Bajel de inmensidad, todo gris ligereza,
con indolencia gris te amustias y tu vuelo,
      rezongando, rebota.
Las bandejas se apartan de tus torcidos mimbres:
      te mastica la sombra:
      a las sillas recorre
un conventual chirrido, la alcuza tintinea
      roncamente en el trinche,
las servilletas gritan, se funden los rincones.
Es un luto estridente, es un lamento eterno
de cucharas, manteles, platos, saleros, vasos;
es un claro de luna, desmoronado, ciego,
que lóbregos estambres enarbola; es un claro
de luna en la pared del comedor, y avanza,
por garras de candor, las alas a la rastra.


[Cortejo y Epinicio: Poema X, «El gato coge a una mariposa».]                

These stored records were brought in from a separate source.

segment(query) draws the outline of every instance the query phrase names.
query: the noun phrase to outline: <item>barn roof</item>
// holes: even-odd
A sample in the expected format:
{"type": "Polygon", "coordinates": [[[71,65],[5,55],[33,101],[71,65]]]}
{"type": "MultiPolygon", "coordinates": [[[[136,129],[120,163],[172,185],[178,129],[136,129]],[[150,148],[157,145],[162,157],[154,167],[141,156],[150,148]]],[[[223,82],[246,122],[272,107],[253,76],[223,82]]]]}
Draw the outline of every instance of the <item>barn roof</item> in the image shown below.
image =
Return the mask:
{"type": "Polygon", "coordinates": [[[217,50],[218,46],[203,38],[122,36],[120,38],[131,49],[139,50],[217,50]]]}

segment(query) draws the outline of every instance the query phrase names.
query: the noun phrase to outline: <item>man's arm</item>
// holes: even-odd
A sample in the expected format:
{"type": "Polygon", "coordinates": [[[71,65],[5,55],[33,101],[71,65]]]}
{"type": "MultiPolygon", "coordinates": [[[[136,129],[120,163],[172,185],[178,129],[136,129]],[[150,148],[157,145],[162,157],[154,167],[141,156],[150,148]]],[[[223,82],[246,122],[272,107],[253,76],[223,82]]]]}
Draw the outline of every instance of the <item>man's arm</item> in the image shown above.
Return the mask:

La epímone (repetición de verso y a veces de palabras) da fuerza, enigmático vigor a la poesía que juega con el misterio, realizándolo, poniéndolo a nuestra vista para que lo vivamos. En este mismo libro hallamos otro ejemplo de vigorización de la realidad transformada en una transfiguración que nos sumerge en un mundo interior, musicalmente murmurada para que el corazón la acoja:


    Después, después el viento entre dos cimas,
y el hermano alacrán que se encabrita,
y las mareas rojas sobre el día.
Voraz volcán: aureola sin imperio.
El buitre morirá: laxo castigo.
Después, después el himno entre dos víboras.
Después la noche que no conocemos
y extendido en lo nunca un solo cuerpo
callado como luz. Después el viento.


[Cortejo y Epinicio: Poema I, «Preludio».]                


Como hemos advertido, David Rosenmann-Taub no es un poeta fácil, de una interioridad que de inmediato se refleje en el espejo de las palabras. La suya, lo repetimos, es creación permanente, cambiante, la cual no se bordea, se mira como algo evidente, se está observando para que se nos revele. Hay que internarse por ella y explorar con el alma su misterio. No se explica, porque entonces se aparta, se cierra, se oscurece. Es de una originalidad intensa, profunda, inalcanzable para la saeta trizadora de la lógica. Por algo dijo de ella Francis de Miomandre, Premio Goncourt 1908, obtenido por su novela Escrito en el agua: «Su autor posee un acento y una calidad totalmente excepcionales. No veo a nadie, ni aun entre nosotros, que se atreva a abordar la expresión poética con tan desgarradora violencia». A veces, la violencia sonríe, y todo lo dice en un par de versos.

En «Ícaro» leemos:


   ¡Espaldas,
asediadme!


[Cortejo y Epinicio: Poema LIX.]                


O bien:


   ¡Mi dama calva, mi apacible dama!
¿Qué armiño en ráfagas
robó tus trenzas
de cucaracha?


[Cortejo y Epinicio: Poema XLII.]                


Y humor negro:


Acabo de morir: para la tierra
   soy un recién nacido.


[Cortejo y Epinicio: Poema XVII, «Genetrix».]                


Su fantasía es a menudo delirante. Hace y deshace mundos. Levanta los sueños y los derriba para que renazcan. Dios, la vida y la muerte cruzan su poesía secretamente, y el poeta sabe que para su corazón herido no hay otro bálsamo que la palabra poética:


    [...] se olvida de la muerte
y la vida que riñen en un rincón vacío.
Y Dios se va sin verlas, mas siente escalofrío.


[Cortejo y Epinicio: Poema XXVII.]                


Una voz, la suya, sin que otra la iguale en nuestro orbe poético, canta internamente para que exista un eco en hombre o mujer de alma alzada hacia el sueño, al delirio, a la realidad viva que cruza por sus palabras.

 

Hernán del Solar, «Cortejo y Epinicio»
En: El Mercurio, (junio 1979), Santiago de Chile.